# [SOLVED] Combine speakers



## Corday (Mar 3, 2010)

Sony TV has two audio choices:
1/ Speakers On
2/ Speakers Off 
Is there any way to use the TVs built in speakers simultaneously with my external speakers?


----------



## v-six (Sep 12, 2004)

*Re: Combine speakers*

The options you listed are pretty limiting. When you select 'speakers on' does your output go dead? Are you using an analog output or a digital output?

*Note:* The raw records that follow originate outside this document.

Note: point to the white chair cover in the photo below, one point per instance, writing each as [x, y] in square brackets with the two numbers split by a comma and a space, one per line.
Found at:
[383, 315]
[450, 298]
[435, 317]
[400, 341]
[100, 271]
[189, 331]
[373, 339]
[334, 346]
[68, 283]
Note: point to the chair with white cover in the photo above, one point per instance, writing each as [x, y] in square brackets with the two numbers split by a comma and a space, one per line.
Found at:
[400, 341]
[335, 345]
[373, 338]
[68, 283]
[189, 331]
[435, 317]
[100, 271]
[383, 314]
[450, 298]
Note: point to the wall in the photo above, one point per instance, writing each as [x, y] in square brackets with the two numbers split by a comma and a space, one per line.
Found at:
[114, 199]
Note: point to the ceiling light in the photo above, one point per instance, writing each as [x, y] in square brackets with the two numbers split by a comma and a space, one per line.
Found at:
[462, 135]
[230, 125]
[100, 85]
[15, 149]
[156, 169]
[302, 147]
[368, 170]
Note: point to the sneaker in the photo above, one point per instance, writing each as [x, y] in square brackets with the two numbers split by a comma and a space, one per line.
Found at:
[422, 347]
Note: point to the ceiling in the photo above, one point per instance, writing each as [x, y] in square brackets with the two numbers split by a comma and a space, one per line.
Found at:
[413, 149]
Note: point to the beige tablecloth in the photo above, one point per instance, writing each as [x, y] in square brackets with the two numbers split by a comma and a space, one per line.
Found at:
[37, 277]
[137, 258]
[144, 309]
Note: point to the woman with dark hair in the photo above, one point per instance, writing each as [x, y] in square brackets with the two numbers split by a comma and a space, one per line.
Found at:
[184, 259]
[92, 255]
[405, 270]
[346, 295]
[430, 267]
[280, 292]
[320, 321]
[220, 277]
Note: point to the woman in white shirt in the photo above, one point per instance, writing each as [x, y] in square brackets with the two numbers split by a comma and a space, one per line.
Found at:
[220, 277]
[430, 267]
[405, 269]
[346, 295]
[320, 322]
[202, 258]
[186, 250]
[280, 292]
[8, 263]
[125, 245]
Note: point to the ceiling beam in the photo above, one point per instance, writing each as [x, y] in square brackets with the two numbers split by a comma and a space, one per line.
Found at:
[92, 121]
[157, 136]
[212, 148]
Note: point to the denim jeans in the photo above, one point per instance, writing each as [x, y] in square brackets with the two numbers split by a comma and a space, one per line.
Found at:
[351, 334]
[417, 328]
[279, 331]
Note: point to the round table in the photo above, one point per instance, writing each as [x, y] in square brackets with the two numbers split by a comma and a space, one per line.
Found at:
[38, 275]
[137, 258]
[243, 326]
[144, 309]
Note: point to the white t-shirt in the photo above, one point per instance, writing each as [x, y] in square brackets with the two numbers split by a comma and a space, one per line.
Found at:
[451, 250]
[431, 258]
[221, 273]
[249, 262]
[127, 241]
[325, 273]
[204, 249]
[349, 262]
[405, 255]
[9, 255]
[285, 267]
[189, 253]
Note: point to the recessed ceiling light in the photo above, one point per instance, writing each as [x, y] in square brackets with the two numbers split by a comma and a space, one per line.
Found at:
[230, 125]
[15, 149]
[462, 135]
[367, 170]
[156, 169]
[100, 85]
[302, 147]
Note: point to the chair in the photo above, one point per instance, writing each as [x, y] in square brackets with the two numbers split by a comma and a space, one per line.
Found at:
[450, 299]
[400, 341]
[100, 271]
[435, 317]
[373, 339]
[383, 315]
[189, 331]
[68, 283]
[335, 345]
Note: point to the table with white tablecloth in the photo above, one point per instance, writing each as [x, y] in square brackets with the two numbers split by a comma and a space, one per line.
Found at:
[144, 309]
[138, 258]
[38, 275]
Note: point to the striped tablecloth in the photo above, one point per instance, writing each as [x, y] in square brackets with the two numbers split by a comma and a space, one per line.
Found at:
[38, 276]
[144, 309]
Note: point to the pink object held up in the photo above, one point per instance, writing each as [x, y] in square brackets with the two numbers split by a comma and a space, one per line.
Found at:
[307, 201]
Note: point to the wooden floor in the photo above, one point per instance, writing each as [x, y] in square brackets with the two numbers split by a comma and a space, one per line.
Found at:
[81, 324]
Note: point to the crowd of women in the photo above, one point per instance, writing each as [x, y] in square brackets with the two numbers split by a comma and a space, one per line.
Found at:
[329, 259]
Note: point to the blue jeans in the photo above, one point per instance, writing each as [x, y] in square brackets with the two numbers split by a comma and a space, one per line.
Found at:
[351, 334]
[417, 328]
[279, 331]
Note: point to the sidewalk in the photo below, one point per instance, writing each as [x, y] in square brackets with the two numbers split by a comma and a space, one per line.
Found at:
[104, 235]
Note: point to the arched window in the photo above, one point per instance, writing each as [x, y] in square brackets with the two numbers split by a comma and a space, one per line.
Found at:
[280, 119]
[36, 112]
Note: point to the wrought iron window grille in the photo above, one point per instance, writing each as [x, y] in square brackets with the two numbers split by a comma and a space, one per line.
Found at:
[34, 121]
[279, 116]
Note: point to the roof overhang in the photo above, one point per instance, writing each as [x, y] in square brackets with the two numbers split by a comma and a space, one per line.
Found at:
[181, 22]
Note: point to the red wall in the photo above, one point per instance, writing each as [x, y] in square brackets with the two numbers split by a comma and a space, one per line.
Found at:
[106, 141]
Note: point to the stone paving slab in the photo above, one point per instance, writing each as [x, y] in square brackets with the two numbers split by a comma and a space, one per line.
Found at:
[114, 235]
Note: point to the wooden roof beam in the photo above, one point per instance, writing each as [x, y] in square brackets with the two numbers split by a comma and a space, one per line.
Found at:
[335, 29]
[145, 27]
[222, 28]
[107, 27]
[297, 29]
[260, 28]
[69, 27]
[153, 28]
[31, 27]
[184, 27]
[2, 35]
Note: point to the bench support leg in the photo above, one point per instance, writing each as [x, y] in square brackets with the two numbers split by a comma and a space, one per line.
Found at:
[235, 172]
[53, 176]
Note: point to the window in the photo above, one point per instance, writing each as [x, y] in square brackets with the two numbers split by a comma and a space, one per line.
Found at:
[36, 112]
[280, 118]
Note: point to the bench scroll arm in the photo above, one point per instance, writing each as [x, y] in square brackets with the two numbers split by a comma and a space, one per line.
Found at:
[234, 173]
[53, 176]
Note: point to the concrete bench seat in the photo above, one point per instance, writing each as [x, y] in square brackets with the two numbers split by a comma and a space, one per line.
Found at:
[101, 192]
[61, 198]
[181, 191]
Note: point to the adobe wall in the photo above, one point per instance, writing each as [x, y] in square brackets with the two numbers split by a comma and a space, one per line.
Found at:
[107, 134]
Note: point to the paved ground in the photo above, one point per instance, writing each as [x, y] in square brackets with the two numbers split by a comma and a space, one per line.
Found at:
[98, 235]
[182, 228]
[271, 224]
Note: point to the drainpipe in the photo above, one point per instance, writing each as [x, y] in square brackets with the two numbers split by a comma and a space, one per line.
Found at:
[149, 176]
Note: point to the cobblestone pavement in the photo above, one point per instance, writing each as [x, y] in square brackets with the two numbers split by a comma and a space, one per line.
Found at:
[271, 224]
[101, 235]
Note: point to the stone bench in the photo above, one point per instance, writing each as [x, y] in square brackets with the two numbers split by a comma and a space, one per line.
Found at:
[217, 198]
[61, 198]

There may be an additional menu setting for the external audio out. That could have options like fixed, variable, or dual. If what you listed is the only option available, it may not be possible without an unreasonable amount of re-engineering and warranty voiding 

Just curious, why do you want to use both? There are a few situations where that's good to have, but in many cases you'll get cleaner sound just using external speakers. Still, that's not always desirable.


----------



## Corday (Mar 3, 2010)

*Re: Combine speakers*

Output is analog. No additional settings. My wife's hearing was the problem as the TVs speakers (sound to center of the room) work well for her (turned to a ridiculous volume), while I appreciate the simulated surround sound coming from my 24" "blasters". I was aware I'd lose quality and sort of figured "re-engineering" (not worth it) would be required. Was hoping for a fairly low volume setting for both of us, but I guess the easiest solution is to switch externals on and off when only one of us is viewing. I'll mark thread as solved.


----------